で、結局値切るどころか踏み倒されたんだが、そこでその王家の至宝と言われる黄金のスペースシップ、ゴールデン・ベアー号を報酬の代わりに頂いてきたってわけさ。

まあそっからが大変で、ゴールデン・ベアー号を取り戻そうとする王家の軍隊やら至宝を横取りしようとするスペース盗賊たちに追われたりで・・・うわあああっ!」

突如爆発音とともに激しい振動がゴールデン・ベアー号を襲った。

「なんじゃあっ!尾翼をいかれよった!訳分からん船がどえらいスピードで突っ込んできよるわいっ!」みよ子が状況を報告した。
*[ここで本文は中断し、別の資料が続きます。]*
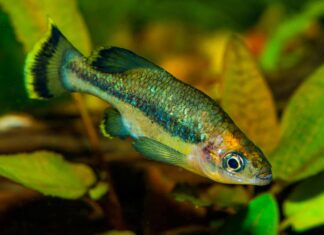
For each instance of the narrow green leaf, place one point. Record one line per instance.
(300, 152)
(246, 96)
(30, 19)
(260, 217)
(304, 207)
(48, 173)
ミサイルやらビーム砲の攻撃を盛大に仕掛けてくる正体不明のスペースシップ。

「どーするんじゃあっ!!」

「決まってんだろっ!やられたらやり返すっ!みよ子、エンジン出力全開っ!」ミサイルレバーを握る声は何故か弾んでいた。

彼の名前はカズキ。 カズキ=フランシス・ド・エナリ3世。人呼んでスペース探偵カズキだ。